Jak pisze Barak Kashpizky, agresorzy używali kastetu. Na Facebook'u zamieścił zdjęcia swojego brata, na których widać poważne obrażenia twarzy.

Yotam Kashpizky ma złamany nos i uszkodzony oczodół. Wkrótce ma wrócić do Izraela. - informuje "Jerusalem Post". W rozmowie z tą gazetą Kashpizky przekazał, że napastnicy pochodzili z Kataru, o czym sami mieli powiedzieć w czasie zdarzenia przed klubem. 

Przestepstwo na tle narodowościowym 

Pobicie potwierdza warszawska policja. - Zdarzenie miało miejsce w sobotę ok. godz. 5 przed jednym z budynków na ul. Twardej - mówi nadkom. Sylwester Marczak, rzecznik Komendanta Stołecznego Policji. - Do grupy osób podeszło trzech mężczyzn, z których jeden był bardzo agresywny. Do szpitala trafiło dwóch pokrzywdzonych. Stąd też trafiła do nas informacja o zdarzeniu - relacjonuje Marczak.

- Nawiązaliśmy kontakt z opiekunem izraelskich studentów. W tej chwili czynności w sprawie prowadzą policjanci z Komendy Rejonowej Policji w Śródmieściu. Nasze ustalenia wskazują na czterech pokrzywdzonych. Najbardziej agresywny mężczyzna miał krzyczeć, że jest Palestyńczykiem. Co więcej, czyn traktujemy jako przestępstwo na tle narodowościowym - mówi rzecznik KSP. 

Rakcja polskiego MSZ i ambasadora w Izraelu 

Izraelskie Ministerstwo Spraw Zagranicznych wie o zdarzeniu. Zajmuje się nim konsul Izraela w Warszawie - podaje "Jerusalem Post".

Polskie Ministerstwo Spraw Zagranicznych potępiło "jakikolwiek akt agresji popełniony przez lub przeciw obcokrajowcom w Polsce". "Sprawa ataku na obywateli Izraela przez obcokrajowców na terytorium Polski jest badana przez policję. Sprzeciwiamy się jakimkolwiek formom przemocy" - napisał resort na Twitterze.

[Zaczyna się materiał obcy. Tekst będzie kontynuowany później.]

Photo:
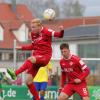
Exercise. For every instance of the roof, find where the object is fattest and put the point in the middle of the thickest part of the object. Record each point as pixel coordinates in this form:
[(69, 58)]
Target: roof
[(11, 20)]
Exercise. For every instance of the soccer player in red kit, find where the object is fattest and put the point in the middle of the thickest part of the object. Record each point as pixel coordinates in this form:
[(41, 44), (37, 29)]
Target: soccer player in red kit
[(76, 71), (41, 52)]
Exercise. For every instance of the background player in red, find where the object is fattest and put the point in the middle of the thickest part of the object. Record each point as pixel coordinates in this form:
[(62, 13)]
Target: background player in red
[(76, 71), (41, 52)]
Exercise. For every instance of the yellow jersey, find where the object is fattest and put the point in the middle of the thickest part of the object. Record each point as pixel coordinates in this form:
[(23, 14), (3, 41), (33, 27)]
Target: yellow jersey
[(42, 74)]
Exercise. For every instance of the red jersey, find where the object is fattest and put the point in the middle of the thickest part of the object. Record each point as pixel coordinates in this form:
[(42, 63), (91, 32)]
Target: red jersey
[(73, 68), (41, 43)]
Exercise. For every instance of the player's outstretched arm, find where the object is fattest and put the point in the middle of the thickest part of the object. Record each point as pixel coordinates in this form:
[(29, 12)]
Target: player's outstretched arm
[(28, 47)]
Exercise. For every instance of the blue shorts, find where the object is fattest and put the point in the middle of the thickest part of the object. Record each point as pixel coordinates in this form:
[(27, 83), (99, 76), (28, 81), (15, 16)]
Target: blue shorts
[(41, 85)]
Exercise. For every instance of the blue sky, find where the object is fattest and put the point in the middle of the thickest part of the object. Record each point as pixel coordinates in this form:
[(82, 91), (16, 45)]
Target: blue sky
[(92, 7)]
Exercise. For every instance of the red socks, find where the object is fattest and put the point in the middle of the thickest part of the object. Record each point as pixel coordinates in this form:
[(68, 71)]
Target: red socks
[(27, 64), (33, 91)]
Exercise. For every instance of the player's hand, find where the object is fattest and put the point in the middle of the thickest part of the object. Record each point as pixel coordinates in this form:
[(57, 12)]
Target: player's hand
[(77, 80), (61, 28), (59, 90), (18, 47)]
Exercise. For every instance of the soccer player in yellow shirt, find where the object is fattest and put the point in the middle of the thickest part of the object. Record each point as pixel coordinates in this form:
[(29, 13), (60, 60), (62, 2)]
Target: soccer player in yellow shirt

MSZ pytane przez nas o źródło informacji o tym, że sprawcami pobicia byli obcokrajowcy, odsyła do rzecznika stołecznej policji. Sylwester Marczak w rozmowie z Onetem nie chce tego komentować. Nie udziela również informacji, czy funkcjonariusze dysponują nagraniem z monitoringu z miejsca zdarzenia.

"Podły akt barbarzyństwa. Nie ma usprawiedliwienia dla przemocy. Wierzę, że sprawcy zostaną wkrótce zatrzymani. Życzę Yotamowi i innym szybkiego powrotu do zdrowia" - oświadczył ambasador Polski w Izraelu Marek Magierowski.